Com sua vivacidade, Machado cativou a plateia. Ao receber a homenagem, pediu desculpas pelo caminhar lento, que reflete o peso da idade: “Subir escada com três degraus é esporte radical”. Fez questão de relembrar o papel importante da companheira Conceição Ribeiro da Silva Machado, falecida em 2007, com quem dividia também a paixão pela ciência. “A pessoa mais importante na minha vida foi a Conceição Ribeiro Machado, minha assistente. Era minha estagiária e acabei casando com ela”, brincou o professor emérito da UFMG. “A melhor forma de ficar com uma assistente é casando com ela”, emendou.
Dono de uma trajetória única, Machado formou-se médico, mas jamais exerceu a profissão, dedicando-se desde cedo à paixão pela entomologia. Suas pesquisas lhe renderam o título de biólogo honorário do Brasil, o primeiro concedido pela Academia Nacional de Biologia, como lembrou Fernando Amaral, chefe do Departamento de Zoologia da UFMG. Também se dedicou à divulgação científica, como coordenador da sucursal de MG das revistas Ciência Hoje e Ciência Hoje para Crianças. Construiu uma prolífica carreira como escritor de livros infantis, tendo recebido um Prêmio Jabuti, em 1993, e sido eleito para a cadeira 26 da Academia Mineira de Letras.
Nas flores do Jardim Botânico
Os conselheiros da SBPC prestaram tributo à bióloga e interlocutora da SBPC junto ao Congresso Nacional Beatriz de Bulhões, a Bia, como era carinhosamente chamada por colegas e amigos.
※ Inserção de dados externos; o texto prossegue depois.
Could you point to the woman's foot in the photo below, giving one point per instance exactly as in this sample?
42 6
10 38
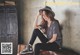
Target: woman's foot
28 49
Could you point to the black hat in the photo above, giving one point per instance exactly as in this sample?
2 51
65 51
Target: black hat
47 8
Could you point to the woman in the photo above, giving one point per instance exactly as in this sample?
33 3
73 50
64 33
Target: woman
50 27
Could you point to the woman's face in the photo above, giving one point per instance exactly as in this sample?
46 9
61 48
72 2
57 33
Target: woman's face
44 16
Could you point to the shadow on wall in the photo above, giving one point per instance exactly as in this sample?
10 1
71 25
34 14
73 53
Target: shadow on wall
67 29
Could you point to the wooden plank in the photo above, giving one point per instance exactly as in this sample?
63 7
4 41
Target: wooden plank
10 3
9 28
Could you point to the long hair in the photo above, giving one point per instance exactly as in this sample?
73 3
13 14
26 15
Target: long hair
50 15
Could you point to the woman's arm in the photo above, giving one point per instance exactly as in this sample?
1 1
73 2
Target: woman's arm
53 38
36 22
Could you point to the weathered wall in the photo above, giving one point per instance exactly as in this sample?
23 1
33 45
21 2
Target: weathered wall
67 13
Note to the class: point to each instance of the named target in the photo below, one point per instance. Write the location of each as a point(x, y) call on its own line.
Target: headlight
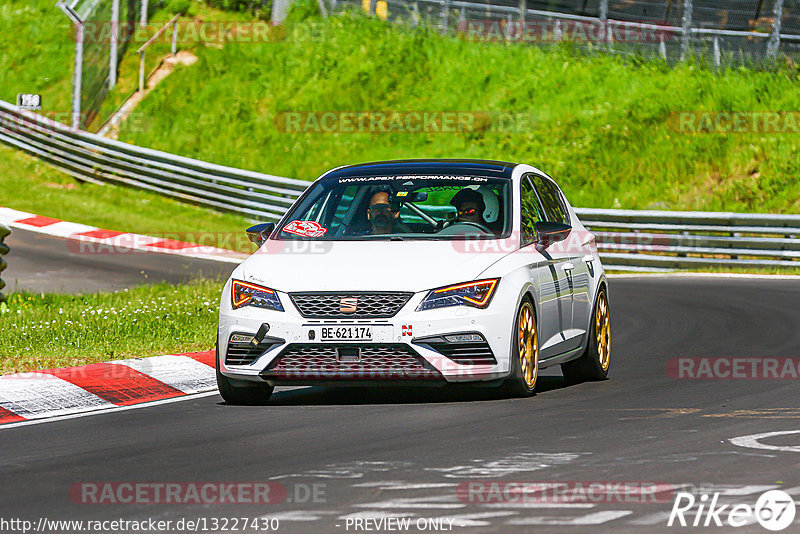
point(247, 294)
point(476, 294)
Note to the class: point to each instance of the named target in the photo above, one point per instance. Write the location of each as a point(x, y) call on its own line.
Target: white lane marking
point(753, 441)
point(400, 485)
point(471, 520)
point(508, 466)
point(596, 518)
point(411, 503)
point(38, 395)
point(540, 505)
point(348, 470)
point(300, 515)
point(110, 410)
point(181, 372)
point(448, 501)
point(657, 518)
point(377, 514)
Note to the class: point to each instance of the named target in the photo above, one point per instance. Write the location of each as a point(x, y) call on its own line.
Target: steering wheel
point(456, 224)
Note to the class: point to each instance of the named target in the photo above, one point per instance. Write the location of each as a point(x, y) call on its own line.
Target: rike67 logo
point(774, 510)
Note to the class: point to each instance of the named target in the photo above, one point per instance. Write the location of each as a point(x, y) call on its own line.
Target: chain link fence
point(731, 33)
point(102, 30)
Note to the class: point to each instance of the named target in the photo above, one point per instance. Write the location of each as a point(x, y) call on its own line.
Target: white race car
point(417, 272)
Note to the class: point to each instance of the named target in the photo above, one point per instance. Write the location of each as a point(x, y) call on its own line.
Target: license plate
point(350, 332)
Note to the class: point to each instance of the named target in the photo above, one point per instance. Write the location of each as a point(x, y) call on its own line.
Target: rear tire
point(596, 359)
point(524, 353)
point(240, 392)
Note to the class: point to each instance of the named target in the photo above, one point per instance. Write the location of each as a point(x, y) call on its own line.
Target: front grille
point(245, 354)
point(368, 305)
point(464, 353)
point(377, 362)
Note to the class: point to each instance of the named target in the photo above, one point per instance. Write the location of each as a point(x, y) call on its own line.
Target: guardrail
point(627, 239)
point(4, 231)
point(668, 240)
point(94, 158)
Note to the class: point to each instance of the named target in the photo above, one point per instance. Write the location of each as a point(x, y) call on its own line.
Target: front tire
point(239, 392)
point(525, 353)
point(595, 361)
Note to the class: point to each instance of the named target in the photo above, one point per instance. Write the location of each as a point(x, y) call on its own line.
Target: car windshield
point(401, 207)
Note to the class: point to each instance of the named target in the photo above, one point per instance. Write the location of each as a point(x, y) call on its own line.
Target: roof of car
point(463, 167)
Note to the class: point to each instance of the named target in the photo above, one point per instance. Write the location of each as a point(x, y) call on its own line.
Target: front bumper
point(288, 356)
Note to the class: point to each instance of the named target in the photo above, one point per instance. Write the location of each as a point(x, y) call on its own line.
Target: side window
point(555, 210)
point(531, 212)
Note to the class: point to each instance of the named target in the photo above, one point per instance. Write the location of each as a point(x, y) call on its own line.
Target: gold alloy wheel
point(528, 340)
point(602, 329)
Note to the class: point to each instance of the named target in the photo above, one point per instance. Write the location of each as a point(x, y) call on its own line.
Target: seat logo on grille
point(348, 304)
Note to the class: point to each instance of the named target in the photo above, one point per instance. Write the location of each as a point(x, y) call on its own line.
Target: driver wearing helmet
point(470, 206)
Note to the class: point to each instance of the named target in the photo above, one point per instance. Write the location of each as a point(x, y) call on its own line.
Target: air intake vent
point(473, 352)
point(243, 352)
point(342, 361)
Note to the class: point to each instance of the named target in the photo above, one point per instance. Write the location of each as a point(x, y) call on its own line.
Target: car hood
point(367, 265)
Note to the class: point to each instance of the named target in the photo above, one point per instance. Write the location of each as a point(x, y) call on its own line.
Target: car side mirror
point(259, 233)
point(548, 233)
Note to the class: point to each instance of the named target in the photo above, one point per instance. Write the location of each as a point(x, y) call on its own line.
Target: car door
point(555, 298)
point(557, 279)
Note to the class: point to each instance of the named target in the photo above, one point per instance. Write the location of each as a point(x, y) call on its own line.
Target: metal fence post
point(77, 72)
point(604, 19)
point(141, 71)
point(686, 26)
point(4, 231)
point(775, 36)
point(174, 48)
point(445, 14)
point(143, 16)
point(114, 48)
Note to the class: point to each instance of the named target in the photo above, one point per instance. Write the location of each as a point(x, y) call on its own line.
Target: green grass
point(109, 206)
point(600, 122)
point(42, 331)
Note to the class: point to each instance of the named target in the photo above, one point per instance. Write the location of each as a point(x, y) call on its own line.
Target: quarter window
point(531, 212)
point(555, 209)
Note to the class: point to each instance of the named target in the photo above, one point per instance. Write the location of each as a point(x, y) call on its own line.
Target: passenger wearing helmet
point(473, 207)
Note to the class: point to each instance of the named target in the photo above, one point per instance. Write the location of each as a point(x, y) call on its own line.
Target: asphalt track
point(404, 452)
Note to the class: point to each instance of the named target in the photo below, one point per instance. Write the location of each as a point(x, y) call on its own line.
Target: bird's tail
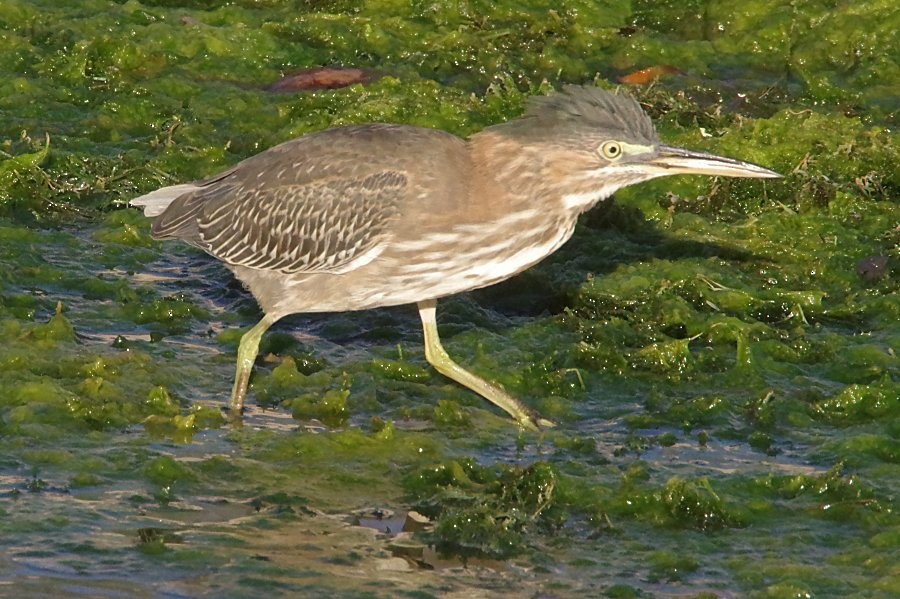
point(155, 202)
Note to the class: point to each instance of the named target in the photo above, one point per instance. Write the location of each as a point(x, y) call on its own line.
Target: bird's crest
point(585, 107)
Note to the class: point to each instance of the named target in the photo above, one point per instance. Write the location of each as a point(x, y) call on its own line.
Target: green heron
point(376, 215)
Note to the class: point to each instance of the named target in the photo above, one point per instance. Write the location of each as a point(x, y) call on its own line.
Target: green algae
point(722, 375)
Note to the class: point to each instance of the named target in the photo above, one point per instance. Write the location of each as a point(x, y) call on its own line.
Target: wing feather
point(323, 226)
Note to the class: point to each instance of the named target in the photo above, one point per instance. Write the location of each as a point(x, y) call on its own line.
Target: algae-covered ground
point(719, 356)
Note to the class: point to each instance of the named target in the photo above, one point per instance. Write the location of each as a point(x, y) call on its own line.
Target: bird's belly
point(443, 264)
point(429, 266)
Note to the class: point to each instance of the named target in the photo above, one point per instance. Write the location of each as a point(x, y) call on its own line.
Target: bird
point(374, 215)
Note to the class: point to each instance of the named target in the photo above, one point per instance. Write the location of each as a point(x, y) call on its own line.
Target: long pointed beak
point(678, 161)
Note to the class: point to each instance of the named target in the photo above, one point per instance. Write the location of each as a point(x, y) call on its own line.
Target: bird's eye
point(611, 150)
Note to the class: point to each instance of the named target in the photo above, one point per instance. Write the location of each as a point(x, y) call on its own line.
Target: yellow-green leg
point(247, 352)
point(437, 357)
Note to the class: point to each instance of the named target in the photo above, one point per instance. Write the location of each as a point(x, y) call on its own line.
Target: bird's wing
point(333, 225)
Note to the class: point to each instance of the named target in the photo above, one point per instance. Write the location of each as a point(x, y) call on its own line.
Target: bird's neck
point(528, 179)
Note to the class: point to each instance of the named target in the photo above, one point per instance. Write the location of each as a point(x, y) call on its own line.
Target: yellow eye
point(611, 150)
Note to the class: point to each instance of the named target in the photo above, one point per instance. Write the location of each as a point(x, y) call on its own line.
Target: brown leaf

Falecida em 3 de outubro de 2016, Bia era a face da SBPC nos corredores do Parlamento, tendo sido responsável por importantes articulações em favor da ciência. “Perdemos muito mais do que uma assessora parlamentar. A Bia era uma militante da ciência brasileira”, recordou a conselheira da SBPC Fernanda Sobral. “O que queríamos mesmo é que ela ainda estivesse ao nosso lado ao invés de estarmos fazendo essa homenagem póstuma.”
Antes de juntar-se à SBPC, Bia desenvolveu um importante trabalho na área da ecologia, tendo sido uma das responsáveis pela revitalização do Jardim Botânico de Brasília. A dedicação da bióloga foi reconhecida pela fundação brasiliense, que batizou parte do parque em sua homenagem, gesto lembrado pela pesquisadora da Universidade de Brasília (UnB). “Ela faz muita falta, mas continuará nos corações dos representantes da SBPC e nas flores do Jardim Botânico de Brasília.”